La bambina voleva controbattere e stava per farlo. Era pronta a replicare, a smuovere ancora una volta le sue idee contro quelle della mamma, ma ciò che disse quest'ultima la immobilizzò. Sentì qualcosa in gola, come se la voce non riuscisse ad uscire. Un nodo che si creava ogni volta che doveva parlare con i suoi compagni di classe. I suoi occhi, così grandi e verdi, iniziarono a darle fastidio. Lacrime che mai la bimba aveva versato, non davanti alla mamma. Lacrime che graffiavano e lasciavano il segno durante la notte, quando Anne-Marie cercava di calmare il suo animo in tempesta, ma senza grandi risultati. Lacrime che la madre non doveva vedere. Non rispose, non in quel momento. Ma decise di abbassare lo sguardo a terra, torturandosi il labbro inferiore con fare snervante.

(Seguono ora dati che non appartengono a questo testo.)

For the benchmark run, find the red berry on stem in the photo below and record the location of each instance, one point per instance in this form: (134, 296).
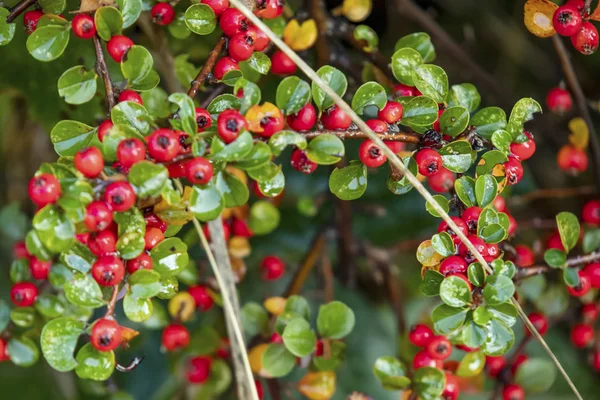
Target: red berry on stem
(106, 334)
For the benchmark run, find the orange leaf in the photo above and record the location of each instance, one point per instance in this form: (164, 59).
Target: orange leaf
(318, 385)
(538, 17)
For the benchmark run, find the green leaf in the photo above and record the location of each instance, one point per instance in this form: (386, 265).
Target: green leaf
(335, 320)
(568, 228)
(536, 375)
(77, 85)
(298, 338)
(420, 111)
(47, 43)
(292, 94)
(370, 93)
(206, 202)
(455, 292)
(68, 137)
(201, 19)
(84, 291)
(109, 22)
(335, 79)
(454, 121)
(404, 62)
(23, 351)
(432, 81)
(457, 156)
(58, 342)
(277, 361)
(391, 372)
(486, 189)
(421, 42)
(498, 289)
(94, 364)
(169, 257)
(349, 182)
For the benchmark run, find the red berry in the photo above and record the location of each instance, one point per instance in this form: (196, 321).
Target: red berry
(119, 196)
(224, 65)
(559, 100)
(513, 392)
(300, 162)
(281, 64)
(462, 226)
(442, 181)
(272, 268)
(218, 6)
(453, 264)
(586, 39)
(131, 95)
(106, 334)
(108, 270)
(232, 21)
(525, 150)
(371, 155)
(582, 335)
(230, 124)
(30, 20)
(420, 335)
(175, 337)
(89, 162)
(143, 261)
(198, 369)
(391, 113)
(117, 46)
(202, 298)
(567, 20)
(162, 13)
(514, 170)
(83, 26)
(39, 269)
(304, 119)
(23, 294)
(584, 285)
(429, 161)
(269, 9)
(44, 189)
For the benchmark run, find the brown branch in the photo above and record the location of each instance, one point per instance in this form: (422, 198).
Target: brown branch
(575, 86)
(18, 9)
(207, 68)
(102, 70)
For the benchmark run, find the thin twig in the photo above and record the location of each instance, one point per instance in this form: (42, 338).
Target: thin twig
(575, 86)
(102, 70)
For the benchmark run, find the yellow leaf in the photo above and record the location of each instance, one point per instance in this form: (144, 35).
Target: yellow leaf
(580, 134)
(318, 385)
(538, 17)
(357, 10)
(300, 37)
(182, 306)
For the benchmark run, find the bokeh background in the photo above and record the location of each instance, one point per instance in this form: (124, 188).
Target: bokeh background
(511, 63)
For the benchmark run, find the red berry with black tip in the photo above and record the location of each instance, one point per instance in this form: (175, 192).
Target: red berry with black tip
(230, 124)
(44, 189)
(119, 196)
(106, 334)
(162, 13)
(117, 46)
(272, 268)
(108, 270)
(23, 294)
(371, 155)
(175, 337)
(282, 64)
(83, 26)
(304, 119)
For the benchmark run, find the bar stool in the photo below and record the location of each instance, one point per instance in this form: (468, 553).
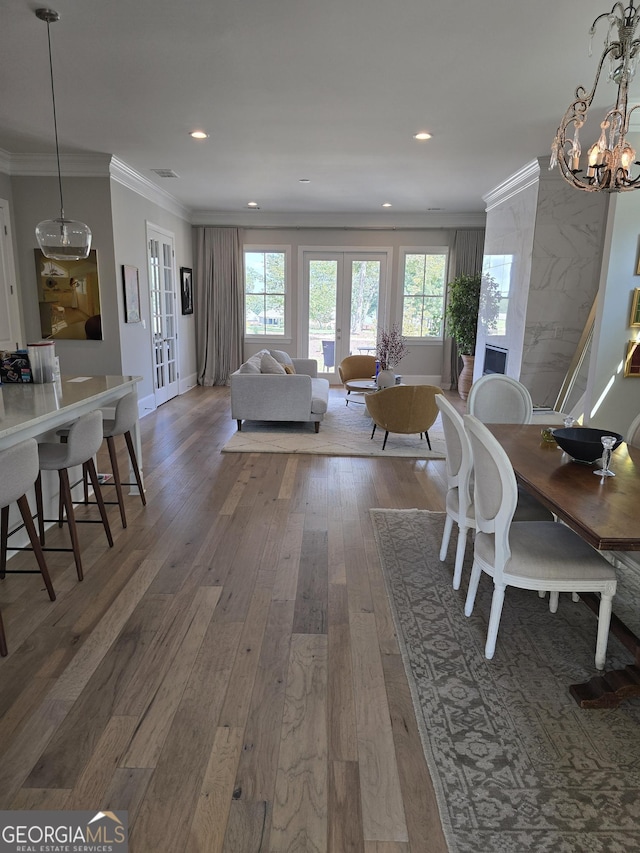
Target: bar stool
(83, 442)
(126, 415)
(19, 466)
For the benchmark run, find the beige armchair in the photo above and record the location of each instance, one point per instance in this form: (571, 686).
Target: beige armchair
(404, 409)
(356, 368)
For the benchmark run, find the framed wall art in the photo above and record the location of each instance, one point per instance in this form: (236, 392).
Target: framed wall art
(69, 298)
(186, 290)
(632, 361)
(131, 286)
(635, 308)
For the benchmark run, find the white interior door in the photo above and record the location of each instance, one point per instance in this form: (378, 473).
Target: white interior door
(342, 300)
(164, 326)
(11, 336)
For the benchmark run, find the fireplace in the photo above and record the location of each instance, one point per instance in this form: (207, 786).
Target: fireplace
(495, 360)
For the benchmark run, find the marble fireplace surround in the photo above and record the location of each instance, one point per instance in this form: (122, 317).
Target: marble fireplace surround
(545, 241)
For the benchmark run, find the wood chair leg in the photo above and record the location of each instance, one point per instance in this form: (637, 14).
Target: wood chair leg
(65, 490)
(98, 493)
(116, 478)
(25, 512)
(3, 640)
(4, 535)
(39, 507)
(134, 465)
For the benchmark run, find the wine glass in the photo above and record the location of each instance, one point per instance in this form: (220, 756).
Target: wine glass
(607, 443)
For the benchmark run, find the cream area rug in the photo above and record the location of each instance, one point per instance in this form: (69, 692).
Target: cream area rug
(345, 431)
(516, 764)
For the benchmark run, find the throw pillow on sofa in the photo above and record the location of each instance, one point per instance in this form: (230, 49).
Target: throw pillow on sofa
(268, 364)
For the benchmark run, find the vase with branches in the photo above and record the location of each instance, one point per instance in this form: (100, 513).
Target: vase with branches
(391, 347)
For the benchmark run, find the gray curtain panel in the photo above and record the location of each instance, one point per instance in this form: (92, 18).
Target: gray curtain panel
(466, 259)
(219, 303)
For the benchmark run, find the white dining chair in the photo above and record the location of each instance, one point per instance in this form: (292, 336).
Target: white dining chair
(498, 399)
(459, 499)
(533, 555)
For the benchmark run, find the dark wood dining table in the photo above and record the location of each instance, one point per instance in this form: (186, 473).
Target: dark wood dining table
(605, 512)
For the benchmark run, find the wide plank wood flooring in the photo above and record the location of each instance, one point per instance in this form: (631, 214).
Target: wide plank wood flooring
(228, 672)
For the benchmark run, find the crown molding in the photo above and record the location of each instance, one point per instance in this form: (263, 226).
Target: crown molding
(387, 222)
(522, 179)
(92, 166)
(109, 166)
(5, 162)
(123, 174)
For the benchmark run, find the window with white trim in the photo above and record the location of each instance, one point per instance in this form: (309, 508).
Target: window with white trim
(266, 287)
(424, 280)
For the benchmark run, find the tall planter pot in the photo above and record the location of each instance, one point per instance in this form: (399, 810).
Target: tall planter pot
(465, 380)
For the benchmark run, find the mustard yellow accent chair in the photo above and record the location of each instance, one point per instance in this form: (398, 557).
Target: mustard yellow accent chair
(359, 368)
(404, 409)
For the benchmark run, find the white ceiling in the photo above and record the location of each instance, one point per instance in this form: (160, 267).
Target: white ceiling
(327, 91)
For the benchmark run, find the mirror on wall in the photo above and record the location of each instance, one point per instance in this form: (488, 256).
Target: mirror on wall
(69, 298)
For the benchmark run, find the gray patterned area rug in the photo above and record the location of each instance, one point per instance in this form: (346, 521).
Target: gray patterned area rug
(516, 764)
(345, 431)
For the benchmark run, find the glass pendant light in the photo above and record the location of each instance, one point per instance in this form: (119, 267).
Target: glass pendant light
(60, 239)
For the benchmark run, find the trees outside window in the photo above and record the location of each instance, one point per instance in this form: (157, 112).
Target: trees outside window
(424, 286)
(265, 274)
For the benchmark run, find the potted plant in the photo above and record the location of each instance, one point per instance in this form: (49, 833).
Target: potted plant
(462, 323)
(391, 348)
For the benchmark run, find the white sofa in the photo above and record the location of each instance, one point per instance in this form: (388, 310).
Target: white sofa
(260, 392)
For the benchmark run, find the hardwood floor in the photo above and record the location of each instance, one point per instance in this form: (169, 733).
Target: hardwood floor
(228, 671)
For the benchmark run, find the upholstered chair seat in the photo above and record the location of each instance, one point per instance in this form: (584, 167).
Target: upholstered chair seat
(356, 368)
(533, 555)
(404, 409)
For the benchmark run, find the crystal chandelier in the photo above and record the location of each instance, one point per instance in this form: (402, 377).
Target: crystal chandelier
(611, 159)
(61, 239)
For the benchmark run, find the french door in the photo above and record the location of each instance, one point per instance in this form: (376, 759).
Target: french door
(343, 294)
(164, 326)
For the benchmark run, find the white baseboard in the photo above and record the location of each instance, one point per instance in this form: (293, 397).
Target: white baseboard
(187, 383)
(146, 405)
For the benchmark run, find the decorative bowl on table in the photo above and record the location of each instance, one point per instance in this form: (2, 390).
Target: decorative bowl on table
(583, 443)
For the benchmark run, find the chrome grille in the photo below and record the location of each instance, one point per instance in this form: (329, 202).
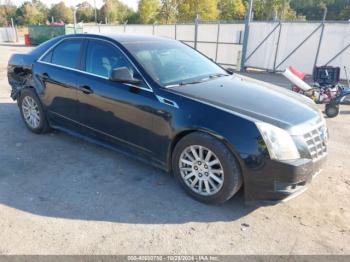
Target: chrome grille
(316, 141)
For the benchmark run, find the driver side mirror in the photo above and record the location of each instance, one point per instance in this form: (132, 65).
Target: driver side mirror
(230, 71)
(123, 75)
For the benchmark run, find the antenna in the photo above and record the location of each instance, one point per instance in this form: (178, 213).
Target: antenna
(347, 78)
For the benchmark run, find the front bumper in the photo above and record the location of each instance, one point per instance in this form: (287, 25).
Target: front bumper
(279, 181)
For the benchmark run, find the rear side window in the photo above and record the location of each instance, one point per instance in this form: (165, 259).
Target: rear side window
(66, 54)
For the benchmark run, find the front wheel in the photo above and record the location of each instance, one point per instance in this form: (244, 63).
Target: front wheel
(205, 168)
(331, 110)
(32, 112)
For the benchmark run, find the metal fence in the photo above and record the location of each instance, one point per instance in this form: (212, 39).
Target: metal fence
(222, 42)
(273, 46)
(8, 34)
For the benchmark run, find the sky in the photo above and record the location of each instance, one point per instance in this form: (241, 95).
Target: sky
(99, 3)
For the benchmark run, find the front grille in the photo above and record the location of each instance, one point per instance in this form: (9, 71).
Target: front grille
(316, 141)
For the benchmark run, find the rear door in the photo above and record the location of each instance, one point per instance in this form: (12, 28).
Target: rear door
(57, 70)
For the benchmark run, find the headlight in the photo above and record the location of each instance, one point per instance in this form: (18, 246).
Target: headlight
(279, 143)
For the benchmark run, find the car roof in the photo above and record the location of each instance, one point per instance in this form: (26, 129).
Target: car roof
(125, 38)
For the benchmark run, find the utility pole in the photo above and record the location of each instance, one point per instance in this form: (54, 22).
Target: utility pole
(246, 34)
(95, 12)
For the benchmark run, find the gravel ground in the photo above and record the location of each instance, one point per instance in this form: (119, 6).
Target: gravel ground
(61, 195)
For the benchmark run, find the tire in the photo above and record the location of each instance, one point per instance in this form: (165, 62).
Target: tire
(331, 110)
(29, 99)
(231, 176)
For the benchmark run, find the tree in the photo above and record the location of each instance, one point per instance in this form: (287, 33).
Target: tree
(206, 9)
(31, 13)
(115, 11)
(7, 11)
(61, 12)
(148, 10)
(231, 9)
(168, 11)
(85, 12)
(314, 9)
(271, 9)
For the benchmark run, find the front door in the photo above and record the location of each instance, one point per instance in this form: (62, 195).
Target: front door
(57, 71)
(118, 112)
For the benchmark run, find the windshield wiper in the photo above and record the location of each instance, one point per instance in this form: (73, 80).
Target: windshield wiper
(186, 83)
(183, 83)
(217, 75)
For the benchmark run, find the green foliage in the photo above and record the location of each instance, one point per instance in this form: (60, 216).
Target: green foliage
(231, 9)
(61, 12)
(314, 9)
(168, 11)
(148, 10)
(206, 9)
(34, 12)
(6, 13)
(273, 9)
(85, 12)
(114, 11)
(171, 11)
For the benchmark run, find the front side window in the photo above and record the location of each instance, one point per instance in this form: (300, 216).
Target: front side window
(171, 62)
(66, 54)
(102, 58)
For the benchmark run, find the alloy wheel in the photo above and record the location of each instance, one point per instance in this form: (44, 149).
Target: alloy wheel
(201, 170)
(31, 112)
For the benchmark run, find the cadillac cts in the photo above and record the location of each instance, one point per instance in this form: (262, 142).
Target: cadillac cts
(165, 103)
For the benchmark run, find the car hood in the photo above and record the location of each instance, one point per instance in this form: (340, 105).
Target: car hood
(255, 99)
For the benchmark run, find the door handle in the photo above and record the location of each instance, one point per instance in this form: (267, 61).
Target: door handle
(44, 76)
(86, 89)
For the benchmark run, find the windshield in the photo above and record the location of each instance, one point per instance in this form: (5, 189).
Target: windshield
(173, 63)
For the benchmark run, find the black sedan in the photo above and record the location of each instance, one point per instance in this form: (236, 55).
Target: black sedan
(163, 102)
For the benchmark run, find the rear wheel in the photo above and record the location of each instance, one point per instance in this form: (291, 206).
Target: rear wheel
(32, 112)
(205, 168)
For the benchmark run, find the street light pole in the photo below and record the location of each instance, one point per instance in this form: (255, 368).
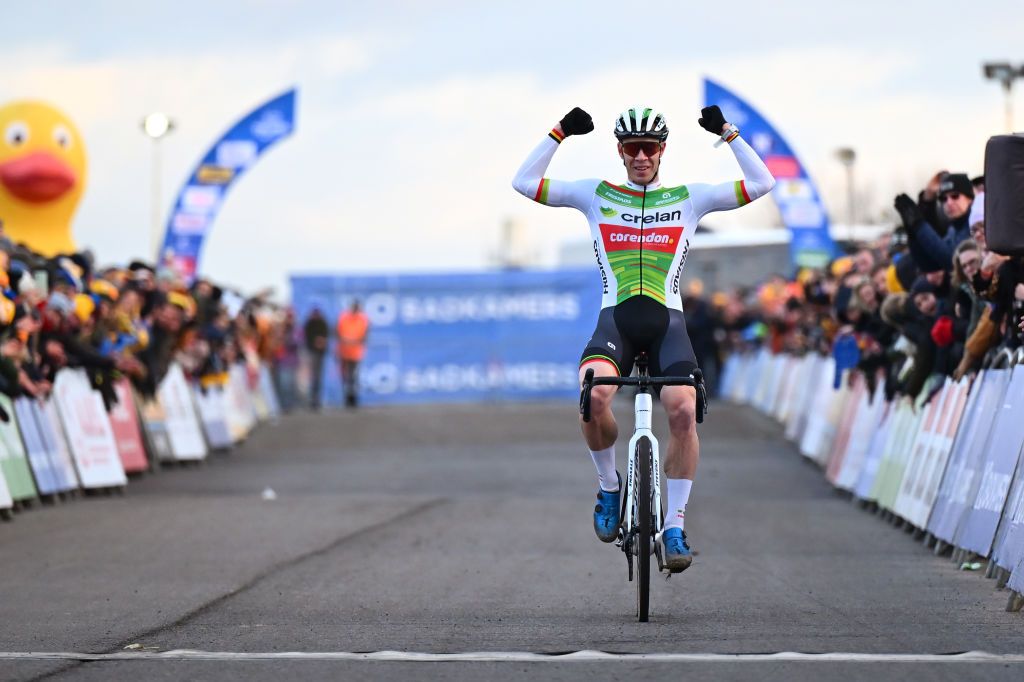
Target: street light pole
(1006, 74)
(156, 126)
(848, 157)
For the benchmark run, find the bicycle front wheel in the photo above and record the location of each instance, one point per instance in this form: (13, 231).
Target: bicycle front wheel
(642, 506)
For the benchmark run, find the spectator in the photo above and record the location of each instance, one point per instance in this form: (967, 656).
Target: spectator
(315, 334)
(930, 251)
(353, 328)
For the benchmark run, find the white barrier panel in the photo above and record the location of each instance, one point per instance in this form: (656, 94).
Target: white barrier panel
(6, 502)
(958, 484)
(182, 425)
(793, 387)
(88, 430)
(56, 441)
(922, 485)
(996, 471)
(43, 468)
(866, 425)
(1009, 552)
(769, 392)
(241, 414)
(817, 410)
(14, 466)
(783, 365)
(872, 459)
(728, 376)
(809, 380)
(268, 392)
(747, 379)
(895, 456)
(836, 401)
(931, 424)
(155, 425)
(852, 411)
(211, 406)
(757, 379)
(127, 428)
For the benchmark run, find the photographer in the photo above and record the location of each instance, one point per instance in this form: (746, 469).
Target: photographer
(929, 250)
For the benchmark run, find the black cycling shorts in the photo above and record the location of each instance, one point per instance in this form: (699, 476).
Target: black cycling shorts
(642, 325)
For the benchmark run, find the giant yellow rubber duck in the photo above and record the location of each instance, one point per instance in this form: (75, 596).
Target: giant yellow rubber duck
(42, 175)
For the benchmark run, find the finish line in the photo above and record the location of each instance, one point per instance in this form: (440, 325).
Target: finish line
(517, 656)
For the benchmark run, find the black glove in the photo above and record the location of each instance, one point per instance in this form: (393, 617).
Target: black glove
(908, 213)
(712, 120)
(577, 122)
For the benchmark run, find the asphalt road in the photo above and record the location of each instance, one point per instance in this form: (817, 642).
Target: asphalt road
(466, 528)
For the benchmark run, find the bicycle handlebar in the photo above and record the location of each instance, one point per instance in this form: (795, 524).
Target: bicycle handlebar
(695, 380)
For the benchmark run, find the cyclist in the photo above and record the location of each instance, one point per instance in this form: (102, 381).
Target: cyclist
(641, 233)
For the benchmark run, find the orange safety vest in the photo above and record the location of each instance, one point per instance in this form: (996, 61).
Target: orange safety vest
(352, 328)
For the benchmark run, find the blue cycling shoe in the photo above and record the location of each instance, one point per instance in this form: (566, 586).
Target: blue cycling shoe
(677, 552)
(606, 513)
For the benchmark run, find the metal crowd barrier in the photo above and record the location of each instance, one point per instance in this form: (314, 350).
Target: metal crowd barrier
(947, 466)
(69, 442)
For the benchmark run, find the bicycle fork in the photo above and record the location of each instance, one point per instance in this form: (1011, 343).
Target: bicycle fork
(643, 408)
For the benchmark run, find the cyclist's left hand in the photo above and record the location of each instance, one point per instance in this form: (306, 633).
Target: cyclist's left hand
(712, 120)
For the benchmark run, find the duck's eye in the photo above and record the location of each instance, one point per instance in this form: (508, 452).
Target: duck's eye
(62, 137)
(16, 133)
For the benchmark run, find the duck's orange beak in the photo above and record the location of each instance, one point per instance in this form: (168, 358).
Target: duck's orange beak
(37, 177)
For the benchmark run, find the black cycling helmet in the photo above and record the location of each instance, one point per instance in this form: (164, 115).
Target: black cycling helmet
(641, 122)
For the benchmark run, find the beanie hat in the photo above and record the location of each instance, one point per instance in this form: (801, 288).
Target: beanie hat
(906, 270)
(922, 286)
(956, 182)
(977, 210)
(892, 281)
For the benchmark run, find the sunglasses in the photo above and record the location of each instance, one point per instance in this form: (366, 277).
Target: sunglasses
(633, 148)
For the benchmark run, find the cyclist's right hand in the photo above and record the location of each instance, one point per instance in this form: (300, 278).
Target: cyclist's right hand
(577, 122)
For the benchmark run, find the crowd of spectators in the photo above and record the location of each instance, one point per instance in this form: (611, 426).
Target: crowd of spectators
(926, 301)
(132, 321)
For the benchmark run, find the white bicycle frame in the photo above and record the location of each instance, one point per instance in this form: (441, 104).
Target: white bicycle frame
(643, 408)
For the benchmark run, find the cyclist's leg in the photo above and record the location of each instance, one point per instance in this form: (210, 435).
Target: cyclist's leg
(604, 354)
(675, 355)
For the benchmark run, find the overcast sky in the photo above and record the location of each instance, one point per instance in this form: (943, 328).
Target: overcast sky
(414, 116)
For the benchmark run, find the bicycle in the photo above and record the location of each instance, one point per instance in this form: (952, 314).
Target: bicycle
(641, 528)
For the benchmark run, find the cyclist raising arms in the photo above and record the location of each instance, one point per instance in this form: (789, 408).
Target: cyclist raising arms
(641, 232)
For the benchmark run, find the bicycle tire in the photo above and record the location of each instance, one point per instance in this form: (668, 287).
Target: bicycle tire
(643, 506)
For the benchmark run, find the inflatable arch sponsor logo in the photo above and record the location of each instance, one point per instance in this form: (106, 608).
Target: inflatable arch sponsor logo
(388, 309)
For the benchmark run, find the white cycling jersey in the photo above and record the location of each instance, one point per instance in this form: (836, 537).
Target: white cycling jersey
(641, 233)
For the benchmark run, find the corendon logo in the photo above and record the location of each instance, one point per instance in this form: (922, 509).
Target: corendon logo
(617, 238)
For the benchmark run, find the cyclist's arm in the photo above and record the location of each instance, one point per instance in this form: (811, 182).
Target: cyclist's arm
(757, 182)
(529, 180)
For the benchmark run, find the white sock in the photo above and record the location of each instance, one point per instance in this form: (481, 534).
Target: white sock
(679, 495)
(604, 460)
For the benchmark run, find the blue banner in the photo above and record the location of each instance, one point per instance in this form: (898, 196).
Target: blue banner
(486, 336)
(200, 199)
(795, 194)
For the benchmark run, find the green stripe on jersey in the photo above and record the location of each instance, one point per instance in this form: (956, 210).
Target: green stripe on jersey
(655, 198)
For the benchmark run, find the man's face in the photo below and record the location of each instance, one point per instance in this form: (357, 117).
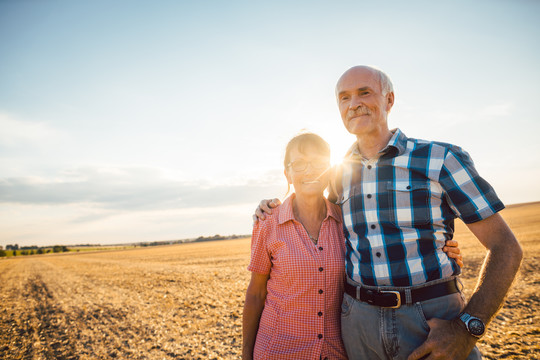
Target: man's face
(362, 105)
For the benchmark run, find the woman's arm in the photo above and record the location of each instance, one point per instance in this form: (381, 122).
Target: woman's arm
(253, 306)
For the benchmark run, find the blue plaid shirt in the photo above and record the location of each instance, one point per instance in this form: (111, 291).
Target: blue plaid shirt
(399, 210)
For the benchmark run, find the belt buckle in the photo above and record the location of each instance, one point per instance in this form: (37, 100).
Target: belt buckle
(398, 297)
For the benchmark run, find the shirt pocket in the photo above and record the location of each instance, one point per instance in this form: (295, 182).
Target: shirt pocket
(408, 203)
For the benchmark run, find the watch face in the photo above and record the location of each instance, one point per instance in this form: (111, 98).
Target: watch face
(476, 327)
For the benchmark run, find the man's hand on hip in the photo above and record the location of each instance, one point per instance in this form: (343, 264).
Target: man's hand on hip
(446, 340)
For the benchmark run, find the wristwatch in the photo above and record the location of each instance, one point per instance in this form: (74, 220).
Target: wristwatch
(474, 325)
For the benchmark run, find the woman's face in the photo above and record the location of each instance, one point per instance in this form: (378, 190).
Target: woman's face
(308, 171)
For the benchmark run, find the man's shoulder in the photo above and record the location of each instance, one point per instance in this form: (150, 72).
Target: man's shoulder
(420, 144)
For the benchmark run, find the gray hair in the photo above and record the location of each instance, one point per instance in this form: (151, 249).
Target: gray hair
(384, 81)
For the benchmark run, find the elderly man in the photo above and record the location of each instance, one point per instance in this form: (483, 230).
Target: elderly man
(399, 198)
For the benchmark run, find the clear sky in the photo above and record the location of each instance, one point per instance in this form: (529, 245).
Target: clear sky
(127, 121)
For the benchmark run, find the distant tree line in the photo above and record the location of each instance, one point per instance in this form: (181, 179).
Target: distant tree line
(200, 238)
(31, 250)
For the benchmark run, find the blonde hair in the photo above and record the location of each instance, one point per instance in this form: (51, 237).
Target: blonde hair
(301, 142)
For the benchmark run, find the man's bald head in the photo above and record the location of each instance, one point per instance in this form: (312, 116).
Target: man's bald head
(385, 83)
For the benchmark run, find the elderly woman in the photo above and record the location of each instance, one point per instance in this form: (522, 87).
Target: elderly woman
(292, 308)
(293, 301)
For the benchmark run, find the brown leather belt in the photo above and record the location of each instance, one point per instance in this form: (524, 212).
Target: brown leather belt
(393, 298)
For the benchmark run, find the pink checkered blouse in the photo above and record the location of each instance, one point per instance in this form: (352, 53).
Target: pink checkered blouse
(301, 316)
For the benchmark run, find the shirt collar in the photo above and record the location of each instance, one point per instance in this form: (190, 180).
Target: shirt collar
(397, 144)
(286, 212)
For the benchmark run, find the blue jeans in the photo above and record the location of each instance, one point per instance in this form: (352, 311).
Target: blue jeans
(372, 332)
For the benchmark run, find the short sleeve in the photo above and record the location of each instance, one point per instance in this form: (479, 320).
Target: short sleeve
(260, 257)
(470, 196)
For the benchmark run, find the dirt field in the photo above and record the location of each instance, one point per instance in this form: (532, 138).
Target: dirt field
(185, 301)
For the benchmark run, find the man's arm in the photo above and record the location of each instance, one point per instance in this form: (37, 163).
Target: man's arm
(450, 339)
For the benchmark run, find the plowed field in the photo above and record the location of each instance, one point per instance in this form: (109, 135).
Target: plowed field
(185, 301)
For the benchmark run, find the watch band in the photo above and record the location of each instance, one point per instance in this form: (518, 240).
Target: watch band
(474, 325)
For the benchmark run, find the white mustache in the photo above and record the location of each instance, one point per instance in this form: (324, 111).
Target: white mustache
(362, 110)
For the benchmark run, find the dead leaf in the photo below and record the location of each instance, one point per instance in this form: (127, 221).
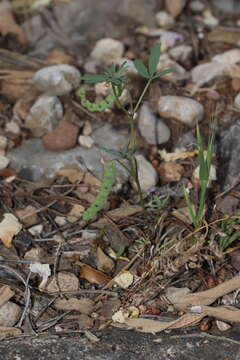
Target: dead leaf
(5, 294)
(176, 155)
(92, 275)
(8, 24)
(104, 263)
(154, 326)
(9, 227)
(84, 305)
(118, 213)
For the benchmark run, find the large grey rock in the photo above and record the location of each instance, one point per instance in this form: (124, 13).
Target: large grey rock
(35, 161)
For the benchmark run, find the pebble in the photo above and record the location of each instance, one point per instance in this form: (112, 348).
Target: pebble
(9, 313)
(203, 73)
(236, 84)
(4, 161)
(66, 281)
(163, 18)
(63, 137)
(148, 176)
(229, 57)
(107, 51)
(3, 142)
(180, 108)
(196, 6)
(57, 79)
(85, 141)
(175, 7)
(237, 102)
(170, 171)
(181, 53)
(153, 130)
(44, 115)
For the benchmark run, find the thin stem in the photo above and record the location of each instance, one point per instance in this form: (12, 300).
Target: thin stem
(142, 96)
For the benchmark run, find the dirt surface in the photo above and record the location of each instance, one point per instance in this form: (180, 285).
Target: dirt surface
(116, 344)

  Grațiela  tuttavia vedeva quegli occhi deboli, che incominciarono a saettare da una parte all'altra del parquet. E che poi si alzarono sui muri, sugli oggetti accuratamente posizionati sugli scaffali e nelle vetrate che avevano in cucina. Ogni mattone, ogni arredo stava diventando un appiglio per non piangere e la maggiore delle due l'aveva intuito. Anche lei usava fare così, purtroppo. Si creò ancora una volta un vuoto tra le due figure, un silenzio che la  bambina non sopportava. Lei non sopportava mai quella calma, perché dopo di esso arrivava sempre la tempesta: una calma apparente, quasi irreale.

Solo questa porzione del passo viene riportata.